4.2 — Metrics Collection & Dashboards
What to check:
- CloudWatch Container Insights add-on (
amazon-cloudwatch-observability) - Prometheus pods (labels:
app.kubernetes.io/name=prometheusorapp=prometheus) - Grafana pods
- kube-state-metrics deployment (critical for cluster state visibility)
- node-exporter DaemonSet
- ADOT add-on
- Third-party monitoring DaemonSets (Datadog, New Relic, Dynatrace)
How to check:
- Describe addon
amazon-cloudwatch-observability - List pods with label
app.kubernetes.io/name=prometheusacross all namespaces - List pods with label
app.kubernetes.io/name=grafana - List pods with label
app.kubernetes.io/name=kube-state-metrics - List DaemonSets across all namespaces (catches node-exporter and third-party agents)
Rating:
- 🟢 GREEN: Metrics collection + kube-state-metrics + dashboards (Container Insights or Prometheus+Grafana or third-party)
- 🟡 AMBER: Partial stack (e.g., Container Insights but no kube-state-metrics, or Prometheus without Grafana)
- 🔴 RED: No metrics collection at all
- ⬜ UNKNOWN: Cannot determine if dashboards are actively used
4.3 — Centralized Log Aggregation for Workloads
What to check:
- Fluent Bit DaemonSet (labels:
app.kubernetes.io/name=fluent-bitork8s-app=fluent-bit) - Fluentd DaemonSet
- CloudWatch agent DaemonSet in
amazon-cloudwatchnamespace - Application log groups in CloudWatch
How to check:
- List DaemonSets with Fluent Bit labels across all namespaces
- List DaemonSets in
amazon-cloudwatchnamespace - Use CloudWatch tools to check for log groups with prefix
/aws/eks/{cluster-name}
Rating:
- 🟢 GREEN: Log shipper deployed, logs centralized with retention policy, structured logging
- 🟡 AMBER: Log shipper exists but no retention policy, or unstructured logging
- 🔴 RED: No centralized log collection — teams rely on kubectl logs
- ⬜ UNKNOWN: Cannot determine log format (structured vs unstructured) without sampling
4.4 — Alerting Defined and Actionable
What to check:
- CloudWatch Alarms related to EKS/ContainerInsights
- Prometheus Alertmanager pods
- PrometheusRule resources (alert definitions)
How to check:
- List pods with label
app.kubernetes.io/name=alertmanager - List PrometheusRule resources.
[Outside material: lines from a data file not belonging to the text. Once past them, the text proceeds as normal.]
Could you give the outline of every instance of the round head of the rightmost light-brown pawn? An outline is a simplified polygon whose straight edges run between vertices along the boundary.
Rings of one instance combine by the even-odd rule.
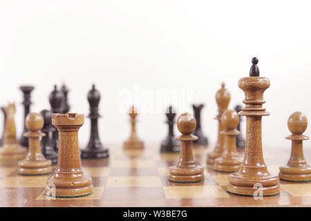
[[[293,134],[302,134],[308,126],[308,119],[300,111],[296,111],[288,118],[288,129]]]

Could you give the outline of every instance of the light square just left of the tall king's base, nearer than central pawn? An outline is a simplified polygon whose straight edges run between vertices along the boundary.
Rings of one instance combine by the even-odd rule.
[[[163,186],[167,199],[229,198],[220,186]]]

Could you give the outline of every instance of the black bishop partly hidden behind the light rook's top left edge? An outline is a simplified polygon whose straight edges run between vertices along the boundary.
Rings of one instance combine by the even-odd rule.
[[[50,101],[50,107],[52,109],[52,113],[61,113],[62,112],[62,100],[64,99],[64,95],[62,92],[57,90],[57,86],[54,85],[54,90],[50,93],[50,97],[48,97]],[[58,152],[58,132],[57,129],[52,127],[52,139],[50,142],[50,146]]]

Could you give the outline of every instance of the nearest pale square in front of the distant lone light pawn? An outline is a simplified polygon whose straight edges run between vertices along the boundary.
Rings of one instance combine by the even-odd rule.
[[[121,167],[121,168],[146,168],[146,167],[156,167],[156,160],[112,160],[111,167]]]

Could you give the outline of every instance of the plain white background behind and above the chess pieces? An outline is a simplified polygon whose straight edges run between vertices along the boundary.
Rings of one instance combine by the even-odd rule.
[[[53,84],[64,79],[71,112],[87,115],[86,95],[95,83],[102,94],[101,140],[122,143],[130,129],[120,111],[122,91],[187,88],[194,102],[205,103],[203,130],[216,142],[215,93],[225,81],[229,108],[241,103],[238,79],[248,76],[256,56],[261,76],[271,81],[264,95],[271,115],[263,117],[263,144],[289,151],[289,115],[302,111],[311,119],[310,21],[308,1],[1,0],[0,103],[17,103],[21,135],[20,85],[35,86],[32,111],[39,112],[50,108]],[[178,111],[191,111],[190,104]],[[164,113],[138,119],[145,142],[167,134]],[[80,142],[88,141],[89,130],[86,119]]]

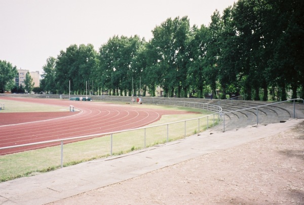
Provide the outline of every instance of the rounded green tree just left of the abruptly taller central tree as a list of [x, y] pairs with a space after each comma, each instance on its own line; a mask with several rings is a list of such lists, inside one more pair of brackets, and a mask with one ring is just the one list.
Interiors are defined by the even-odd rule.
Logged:
[[112, 95], [132, 94], [132, 77], [139, 86], [142, 67], [137, 58], [139, 48], [144, 40], [137, 35], [134, 37], [113, 36], [99, 49], [98, 81], [102, 87], [109, 89]]

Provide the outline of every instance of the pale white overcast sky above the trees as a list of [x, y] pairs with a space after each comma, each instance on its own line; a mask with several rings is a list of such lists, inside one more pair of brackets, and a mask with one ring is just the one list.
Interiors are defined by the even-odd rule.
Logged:
[[96, 51], [114, 35], [153, 37], [168, 18], [208, 26], [211, 15], [237, 0], [0, 0], [0, 60], [40, 71], [72, 44]]

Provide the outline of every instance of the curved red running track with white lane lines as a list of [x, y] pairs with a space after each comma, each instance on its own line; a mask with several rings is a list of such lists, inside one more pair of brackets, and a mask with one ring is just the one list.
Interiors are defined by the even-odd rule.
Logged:
[[[138, 104], [116, 105], [40, 98], [1, 99], [66, 106], [67, 109], [73, 105], [80, 111], [0, 113], [0, 147], [139, 128], [159, 120], [164, 114], [187, 113], [145, 109], [144, 105]], [[0, 155], [58, 144], [4, 149], [0, 150]]]

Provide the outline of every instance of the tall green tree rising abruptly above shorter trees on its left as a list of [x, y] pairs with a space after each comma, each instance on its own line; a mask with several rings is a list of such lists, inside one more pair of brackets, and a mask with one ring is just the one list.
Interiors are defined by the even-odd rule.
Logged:
[[[161, 69], [160, 85], [164, 88], [169, 97], [173, 97], [175, 89], [177, 96], [181, 96], [181, 88], [187, 93], [186, 84], [186, 43], [189, 34], [189, 20], [187, 17], [176, 17], [167, 19], [153, 31], [151, 46], [156, 52], [157, 63], [159, 66], [154, 68]], [[158, 71], [156, 71], [158, 72]], [[169, 94], [169, 95], [168, 95]]]

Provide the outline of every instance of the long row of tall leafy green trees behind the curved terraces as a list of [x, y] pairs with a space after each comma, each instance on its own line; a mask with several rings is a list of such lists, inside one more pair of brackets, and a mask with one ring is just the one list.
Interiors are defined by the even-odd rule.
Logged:
[[[43, 66], [41, 89], [51, 93], [248, 100], [304, 98], [304, 1], [239, 0], [208, 26], [168, 18], [146, 41], [113, 36], [98, 51], [71, 45]], [[219, 96], [217, 91], [220, 91]]]

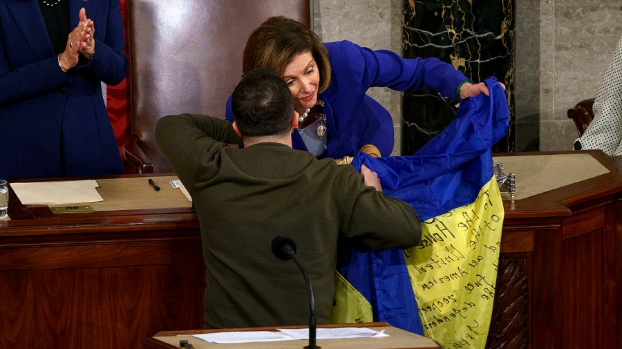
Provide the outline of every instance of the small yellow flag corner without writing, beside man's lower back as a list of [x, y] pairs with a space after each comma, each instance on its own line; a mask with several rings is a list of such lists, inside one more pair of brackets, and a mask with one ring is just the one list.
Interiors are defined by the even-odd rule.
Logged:
[[371, 304], [337, 271], [334, 272], [333, 297], [330, 323], [374, 321]]

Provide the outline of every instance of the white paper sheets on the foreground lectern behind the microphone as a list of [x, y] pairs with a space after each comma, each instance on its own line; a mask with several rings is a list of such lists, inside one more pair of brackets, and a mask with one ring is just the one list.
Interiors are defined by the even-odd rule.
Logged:
[[[194, 334], [193, 337], [209, 341], [211, 343], [249, 343], [256, 341], [294, 341], [297, 339], [309, 339], [309, 328], [278, 329], [278, 331], [239, 331], [217, 332], [207, 334]], [[315, 332], [316, 339], [343, 339], [362, 337], [389, 337], [384, 330], [375, 331], [369, 328], [318, 328]]]

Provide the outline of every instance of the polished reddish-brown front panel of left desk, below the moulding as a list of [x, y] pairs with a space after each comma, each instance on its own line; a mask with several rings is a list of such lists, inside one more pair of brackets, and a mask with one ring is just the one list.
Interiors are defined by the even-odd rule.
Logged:
[[202, 311], [187, 299], [200, 295], [191, 285], [202, 278], [186, 265], [2, 272], [1, 346], [136, 347], [163, 328], [200, 326]]

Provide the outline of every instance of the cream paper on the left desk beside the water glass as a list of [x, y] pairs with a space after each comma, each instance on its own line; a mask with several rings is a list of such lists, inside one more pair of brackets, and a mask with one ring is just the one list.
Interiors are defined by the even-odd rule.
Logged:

If 404/NotFound (CRD not installed) → Prometheus Operator not deployed, rate alerting based on CloudWatch only. If 403/Forbidden → mark UNKNOWN.
- Use CloudWatch tools to list alarms with ContainerInsights namespace
Rating:
- 🟢 GREEN: Alerts cover critical scenarios (node, pod, capacity), routed to on-call
- 🟡 AMBER: Some alerts exist but incomplete coverage, or no runbooks linked
- 🔴 RED: No alerting configured
- ⬜ UNKNOWN: Cannot determine if alerts have runbooks or if on-call monitors them — suggest user investigate
Minimum viable alert set: NodeNotReady, PodCrashLooping, PodPendingTooLong, HighAPIServerLatency, IPExhaustion.